The successor will stick with the V10 engine and is going to spawn another rear-wheel-drive model.
Aside from being the hotter Performante version, the Huracan pictured above is quite special for another reason. Heading to a customer in Canada, the baby Lamborghini marks an important production milestone for the manufacturer based in Sant’Agata Bolognese as it’s the 10,000th Huracan built, four years since the debut of the Gallardo’s replacement.
The milestone car has received a special finish as a nod to Lamborghini’s GT3 triumph at the end of January in the grueling 24 Hours of Daytona endurance race. It wears the same striking Verde Mantis hue as the winning #11 Huracan GT3 that claimed top spot in its class at the famous Daytona International Speedway.
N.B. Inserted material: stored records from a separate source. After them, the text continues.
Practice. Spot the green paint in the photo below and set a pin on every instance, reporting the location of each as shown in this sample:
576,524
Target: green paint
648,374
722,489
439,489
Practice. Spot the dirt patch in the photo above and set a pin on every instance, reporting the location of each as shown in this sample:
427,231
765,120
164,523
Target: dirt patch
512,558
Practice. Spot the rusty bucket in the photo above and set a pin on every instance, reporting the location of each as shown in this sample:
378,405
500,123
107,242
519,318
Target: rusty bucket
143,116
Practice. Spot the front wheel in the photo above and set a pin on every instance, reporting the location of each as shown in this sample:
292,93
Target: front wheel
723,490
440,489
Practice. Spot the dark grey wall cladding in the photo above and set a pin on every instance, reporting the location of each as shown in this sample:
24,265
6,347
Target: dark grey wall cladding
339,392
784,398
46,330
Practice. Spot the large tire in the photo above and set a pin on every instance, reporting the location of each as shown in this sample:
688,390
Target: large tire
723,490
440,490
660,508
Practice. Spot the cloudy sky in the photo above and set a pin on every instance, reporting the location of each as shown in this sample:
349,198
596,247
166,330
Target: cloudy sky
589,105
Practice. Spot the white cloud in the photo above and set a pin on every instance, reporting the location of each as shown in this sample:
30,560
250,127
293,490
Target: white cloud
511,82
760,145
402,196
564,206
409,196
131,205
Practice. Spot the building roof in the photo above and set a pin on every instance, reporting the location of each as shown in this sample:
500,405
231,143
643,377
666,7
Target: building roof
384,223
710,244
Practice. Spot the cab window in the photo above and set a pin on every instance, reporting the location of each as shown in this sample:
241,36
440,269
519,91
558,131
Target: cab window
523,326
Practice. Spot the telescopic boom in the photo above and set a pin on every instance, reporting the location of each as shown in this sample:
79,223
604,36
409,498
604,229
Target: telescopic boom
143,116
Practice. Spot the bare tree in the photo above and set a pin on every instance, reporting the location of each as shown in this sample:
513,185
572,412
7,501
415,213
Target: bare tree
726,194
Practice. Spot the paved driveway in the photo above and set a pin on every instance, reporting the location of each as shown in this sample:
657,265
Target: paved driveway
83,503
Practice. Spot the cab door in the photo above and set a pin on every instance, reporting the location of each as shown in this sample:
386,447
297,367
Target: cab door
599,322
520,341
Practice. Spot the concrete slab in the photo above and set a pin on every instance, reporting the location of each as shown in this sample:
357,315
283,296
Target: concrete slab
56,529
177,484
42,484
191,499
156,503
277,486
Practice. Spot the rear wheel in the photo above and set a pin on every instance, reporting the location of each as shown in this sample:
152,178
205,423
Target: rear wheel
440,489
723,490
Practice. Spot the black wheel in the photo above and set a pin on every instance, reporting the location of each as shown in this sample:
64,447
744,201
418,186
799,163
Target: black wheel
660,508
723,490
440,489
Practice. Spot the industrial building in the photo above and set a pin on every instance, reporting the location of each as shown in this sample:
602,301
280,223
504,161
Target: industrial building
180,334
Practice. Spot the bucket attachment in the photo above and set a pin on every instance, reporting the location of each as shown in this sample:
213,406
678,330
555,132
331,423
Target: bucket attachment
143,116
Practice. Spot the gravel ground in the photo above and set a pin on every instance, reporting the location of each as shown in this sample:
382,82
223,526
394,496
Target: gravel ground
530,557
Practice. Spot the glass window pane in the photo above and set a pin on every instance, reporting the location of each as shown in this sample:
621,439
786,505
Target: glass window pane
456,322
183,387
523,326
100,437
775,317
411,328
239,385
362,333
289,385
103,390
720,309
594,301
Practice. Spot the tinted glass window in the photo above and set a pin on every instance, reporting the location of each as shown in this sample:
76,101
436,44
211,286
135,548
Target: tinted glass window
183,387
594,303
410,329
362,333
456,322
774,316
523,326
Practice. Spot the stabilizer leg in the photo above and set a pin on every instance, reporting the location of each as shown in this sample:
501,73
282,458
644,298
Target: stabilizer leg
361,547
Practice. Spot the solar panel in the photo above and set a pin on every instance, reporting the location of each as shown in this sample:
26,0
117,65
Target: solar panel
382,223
2017 was a very successful year for the Huracan and consequently for Lamborghini, with a whopping 2,642 units of the V10 machine rolling off the assembly line or 12 percent more than a year before. No less than six different derivatives are available right now, with the newcomer being the Huracan Performante Spyder pictured below and currently on display at the 2018 Geneva Motor Show.
In regards to the future, the company’s chief technical officer Maurizio Reggiani sat down and had a chat with Car and Driver about what’s up ahead for the company’s “entry-level” model. The good news is Lamborghini will keep the naturally aspirated V10 for the Huracan’s replacement and will continue to give customers the option of having to pick between all- and rear-wheel drive. Don’t expect an AWD system that turns into RWD at the press of a button like some other cars have (BMW M5, Mercedes-AMG E63 S) as that would represent a compromise not worth making:
“If you have an all-wheel-drive system and then press the button to go to two-wheel drive, you are carrying [88 pounds] that is doing nothing, and you have the same suspension setting for all-wheel drive, which is not correct.”
The fact that the V10 will solider on without forced induction doesn’t necessarily mean Lamborghini won’t be making any changes in the powertrain compartment. Reggiani hinted some form of electrification could be implemented as a way to meet the more stringent emissions regulations.
The Huracan has been around since 2014 and although in general life cycles last for 6-7 years, the rule doesn’t apply to high-end supercars as these are usually offered for a longer amount of time. Take for example the Gallardo, which was available for roughly a decade, so don’t expect Lamborghini to replace the Huracan until early into the next decade.